En cherchant l’occurrence «Sylphide» dans le dictionnaire des symboles et en me demandant ce qui n’allait pas dans cette pièce, je rencontre cette phrase qui fait écho à mon ressenti.
L’idée première de la pièce était très belle: glisser son corps dans un coussin SM, pratiquer l’expérience de la mise sous vide et de son gonflement, tenter de crapahuter dans l’espace avec un corps rectangulaire dépourvu d’articulation.
Les premiers instants de Sylphides sont intenses et impeccables, prometteurs par l’intensité de leur «less is more». Mais «less tomber» dans la durée le soufflet retombe.
Le «soufflet» est justement la clé de l’articulation dramaturgique.
La pièce se structure autour des possibilités qu’offrent ces trois rectangles en latex qu’ont intégrés les danseurs et qu’une dame en vêtements indigo, Marlene Monteiro Freitas, sévère comme l’ange de la mort, gonfle ou dégonfle.
Dans le rôle de maîtresse domina, Marlene cryonise tour à tour chaque danseurs.
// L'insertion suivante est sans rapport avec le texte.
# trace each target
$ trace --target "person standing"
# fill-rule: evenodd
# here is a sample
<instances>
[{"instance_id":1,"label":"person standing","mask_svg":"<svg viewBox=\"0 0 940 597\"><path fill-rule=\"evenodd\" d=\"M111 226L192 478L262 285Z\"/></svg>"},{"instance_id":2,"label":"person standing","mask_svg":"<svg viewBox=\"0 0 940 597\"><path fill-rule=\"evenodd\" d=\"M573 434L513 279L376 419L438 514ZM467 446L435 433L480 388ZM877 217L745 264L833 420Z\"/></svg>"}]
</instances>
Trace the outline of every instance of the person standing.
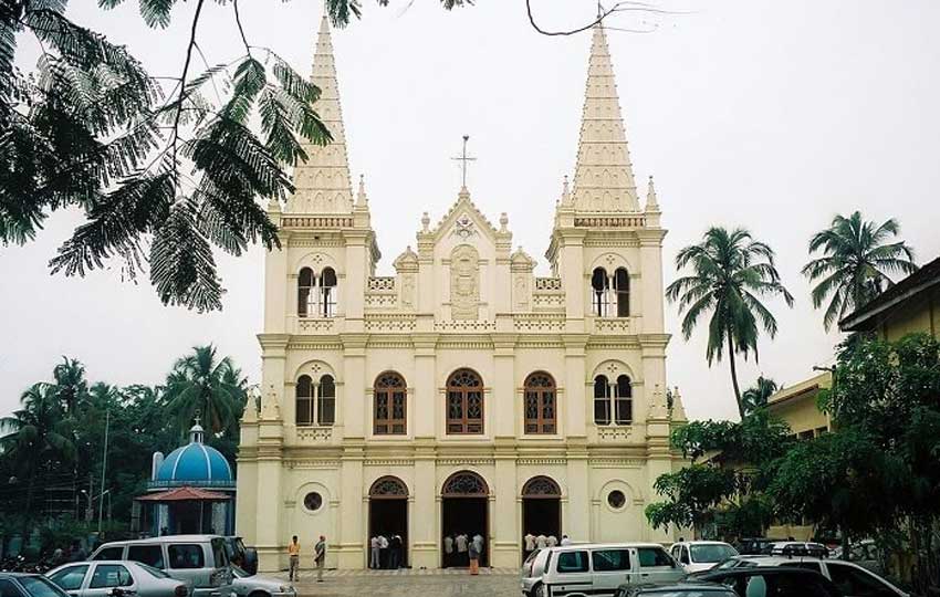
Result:
<instances>
[{"instance_id":1,"label":"person standing","mask_svg":"<svg viewBox=\"0 0 940 597\"><path fill-rule=\"evenodd\" d=\"M290 545L288 545L288 555L291 556L291 567L288 573L288 580L293 583L294 580L299 580L297 568L301 564L301 544L297 543L297 536L294 535L291 540Z\"/></svg>"},{"instance_id":2,"label":"person standing","mask_svg":"<svg viewBox=\"0 0 940 597\"><path fill-rule=\"evenodd\" d=\"M369 552L370 552L369 568L377 570L378 569L379 555L380 555L379 551L378 551L378 536L377 535L373 535L373 537L369 540Z\"/></svg>"},{"instance_id":3,"label":"person standing","mask_svg":"<svg viewBox=\"0 0 940 597\"><path fill-rule=\"evenodd\" d=\"M320 541L313 548L313 563L316 564L316 582L323 583L323 567L326 565L326 535L320 535Z\"/></svg>"},{"instance_id":4,"label":"person standing","mask_svg":"<svg viewBox=\"0 0 940 597\"><path fill-rule=\"evenodd\" d=\"M453 535L443 537L443 567L449 568L453 565Z\"/></svg>"},{"instance_id":5,"label":"person standing","mask_svg":"<svg viewBox=\"0 0 940 597\"><path fill-rule=\"evenodd\" d=\"M480 551L477 548L477 537L470 541L467 551L470 554L470 574L473 576L480 574Z\"/></svg>"},{"instance_id":6,"label":"person standing","mask_svg":"<svg viewBox=\"0 0 940 597\"><path fill-rule=\"evenodd\" d=\"M522 542L525 549L525 559L529 559L529 556L535 551L535 535L532 533L525 533L525 536L522 537Z\"/></svg>"},{"instance_id":7,"label":"person standing","mask_svg":"<svg viewBox=\"0 0 940 597\"><path fill-rule=\"evenodd\" d=\"M388 567L388 537L385 535L378 536L378 567Z\"/></svg>"},{"instance_id":8,"label":"person standing","mask_svg":"<svg viewBox=\"0 0 940 597\"><path fill-rule=\"evenodd\" d=\"M467 557L467 535L458 533L453 541L457 543L457 565L462 566L463 558Z\"/></svg>"}]
</instances>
Les reflets de la matière chatoient au rythme des respirations. Un tuba miniature de la taille d’une cigarette relie les danseurs au monde extérieur par un mince filet d’air. Sous leur papier d’emballage, les danseurs émettent les vagues nécessaires à leur souffle.
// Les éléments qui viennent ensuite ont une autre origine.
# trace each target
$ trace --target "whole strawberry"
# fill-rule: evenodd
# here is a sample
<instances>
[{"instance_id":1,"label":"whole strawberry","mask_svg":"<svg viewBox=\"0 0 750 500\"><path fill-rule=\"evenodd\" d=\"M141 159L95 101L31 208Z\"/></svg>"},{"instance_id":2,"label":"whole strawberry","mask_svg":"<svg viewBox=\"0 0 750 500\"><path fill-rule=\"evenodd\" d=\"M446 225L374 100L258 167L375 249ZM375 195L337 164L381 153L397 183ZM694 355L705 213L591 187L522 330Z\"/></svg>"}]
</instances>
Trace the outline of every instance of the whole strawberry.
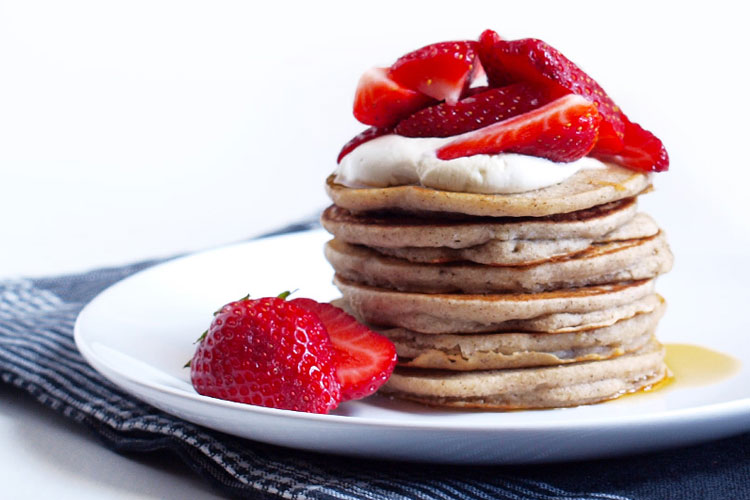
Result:
<instances>
[{"instance_id":1,"label":"whole strawberry","mask_svg":"<svg viewBox=\"0 0 750 500\"><path fill-rule=\"evenodd\" d=\"M333 353L315 314L283 298L243 299L214 316L190 379L205 396L327 413L341 401Z\"/></svg>"}]
</instances>

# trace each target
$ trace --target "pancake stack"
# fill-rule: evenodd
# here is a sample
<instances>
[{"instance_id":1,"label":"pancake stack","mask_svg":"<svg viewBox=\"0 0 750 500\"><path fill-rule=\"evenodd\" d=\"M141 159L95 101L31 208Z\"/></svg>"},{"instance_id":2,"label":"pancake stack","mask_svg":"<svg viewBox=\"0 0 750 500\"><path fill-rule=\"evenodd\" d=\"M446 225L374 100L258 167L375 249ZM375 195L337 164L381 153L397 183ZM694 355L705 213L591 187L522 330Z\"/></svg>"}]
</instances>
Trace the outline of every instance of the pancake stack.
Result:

Dans la lenteur, ils semblent décomposer les bandas du pranayama — ces légères contractions du corps qui permettent de développer la conscience des muscles profonds autour de la colonne vertébrale et d’éveiller ainsi l’énergie des centres endocriniens.
Le souffle — sans doute métonymie des ailes de la Sylphide — élément central de la pièce, se déplace dans différents espaces, contraint le mouvement, infléchit la danse et celui de la non-danse, puis de la danse extatique après la libération des corps en dehors de sa chrysalide SM.
En quoi ces trois interprètes renfermés dans les sacs de latex participent-ils de l’évocation du mythe de la sylphide, de l’archétype de la danseuse éthérée et de la grâce aérienne, reliant le monde des morts et des vivants, des humains et des dieux?
Du point de vue du spectateur, les facultés kinesthésiques du corps placé sous vide ou gonflé à bloc dans un coussin de latex ne semblent pas avoir été exploitées suffisamment. De plus, aucune écoute entre les danseurs ne semble avoir été possible.
Le résultat final pèche par une absence de communication et de présence.
La danseuse en indigo, pourtant libre de ses mouvements, surjoue, manque de naturel et de réceptivité, quand elle manie l’aspirateur et le fait claquer au sol comme un lasso. Son corps est trop tendu pour être crédible.
Lors de l’issue bienheureuse — la libération des corps hors des coussins — les danseurs feignent une danse extatique, une bacchanale sur une musique pop décalée. Leurs articulations sont parfaitement huilées pour interpréter la danse de la transe désarticulée. François Chaignaud laisse une trace de gastéropode en réalisant un grand écart virtuose sur toute une diagonale. Il invente une forme évolutive d’ashtanga yoga d’un type contorsionniste de l’extrême. Lors du passage à la verticalité, ses cheveux voltigent en dessinant des cercles rapides avec la tête dans un lâché impeccable des cervicales. Mais cette chorégraphie spectaculaire mixant gogo dance et illustration des vases antiques ne suffit pas à convaincre: les trois bacchantes discos, prodigieuses de corps, ne sont pas là ce soir. La tête n’y est point. Elles ne sont pas là mais lasses, semble-t-il. Dommage pour l’élégance, la grâce du début et la force du concept.